This would actually not be a good choice for the + operator. This implementation has the effect of mutating both stacks and producing no output. Typically, for expressions, we would expect some value to arise from evaluation and for the operands to remain untouched. However, Python will still let us go ahead with this if we so wished.

Modeling with classes

In addition to using classes to define new data structures, we can also use classes to model systems. For instance, if we return to our Student class, we can imagine that we might want to add additional information, like which classes a student may be taking.


    class Student:
        """
        Represents a University of Chicago student.
        """
        def __init__(self, name, ucid, cnetid):
            """
            Inputs:
                name (str): Full name of student
                ucid (int): UCID number
                cnetid (str): CNetID
            """
            self.name = name
            self.institution = 'University of Chicago'
            self.id_number = ucid
            self.email = cnetid + '@uchicago.edu'
            self.courses = []
            self.credits = 0

        def get_cnetid(self):
            """
            Retrieves the CNetID of the student based on their email

            Output (str): the CNetID
            """
            cnetid = self.email.removesuffix('@uchicago.edu')
            return cnetid

        def __repr__(self):
            return f"Student({self.name}, {self,ucid}, {self.get_cnetid()}, {self.courses}, {self.credits})"

A quick and dirty implementation would simply have us adding the courses to a student as strings. However, courses themselves have information associated with them and students have restrictions on which courses they can take. We may want to model this sort of information.


    class Course:
        """
        A course listing
        """
        def __init__(self, name, number, department, units):
            """
            Inputs:
                name (str): course title
                number (int): course number
                department (str): home department for course
                instructor (str): instructor name
                units (int): number of units
            """
            self.__name = name
            self.__number = number
            self.__department = department
            self.__units = units

        def units(self):
            """
            Retrieves the number of units for the course

            Output (int): units
            """
            return self.__units

        def __repr__(self):
            return f"Course({self.__name}, {self.__number}, {self.__department}, {self.__units})"

A simple restriction on courses that a student can take is the number of credits/units they are taking.

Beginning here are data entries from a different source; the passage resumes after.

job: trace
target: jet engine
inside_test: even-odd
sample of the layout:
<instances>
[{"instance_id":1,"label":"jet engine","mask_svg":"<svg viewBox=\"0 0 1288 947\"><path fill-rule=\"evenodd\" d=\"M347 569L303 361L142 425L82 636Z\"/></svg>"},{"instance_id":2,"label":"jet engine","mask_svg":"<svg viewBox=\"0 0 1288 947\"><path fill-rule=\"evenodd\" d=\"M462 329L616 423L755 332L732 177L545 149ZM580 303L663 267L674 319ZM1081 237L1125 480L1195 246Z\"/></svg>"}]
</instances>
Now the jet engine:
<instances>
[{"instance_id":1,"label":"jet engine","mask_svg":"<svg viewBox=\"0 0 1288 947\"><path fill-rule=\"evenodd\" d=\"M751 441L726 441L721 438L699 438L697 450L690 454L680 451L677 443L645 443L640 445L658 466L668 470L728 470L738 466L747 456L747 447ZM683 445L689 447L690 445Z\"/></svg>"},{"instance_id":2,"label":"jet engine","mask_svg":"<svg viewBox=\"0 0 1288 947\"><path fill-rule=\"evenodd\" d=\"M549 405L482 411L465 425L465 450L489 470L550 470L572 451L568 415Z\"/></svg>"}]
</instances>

We don't let students take more than four courses at a time without permission, which is typically 400 units. So we can add that as a property to check whenever we try to add a course to a student.

Luckily, this is information that is contained in our definition of a course. However, the course is designed so that its attributes are not accessible. This means that we need to provide a way to access this information. In our case, we provide an explicit method for doing so.

It may seem like a waste to go through all of this trouble simply to produce the value of an attribute. However, this can be a desirable property. For instance, allowing access to the attribute would also mean allowing a user to reassign the attribute, which may not be something we want to allow.

In general, using methods to control access to attributes also gives us a way to control how these items are accessed. The course enrollment issue is an example of how we can allow controlled mutation: only add a course if the student hasn't exceeded the number of credits allowed:


    def enroll(self, course):
        units = course.units()
        assert self.credits + units <= 400, "Can't enroll in more than 400 units"

        self.courses.append(course)
        self.credits += units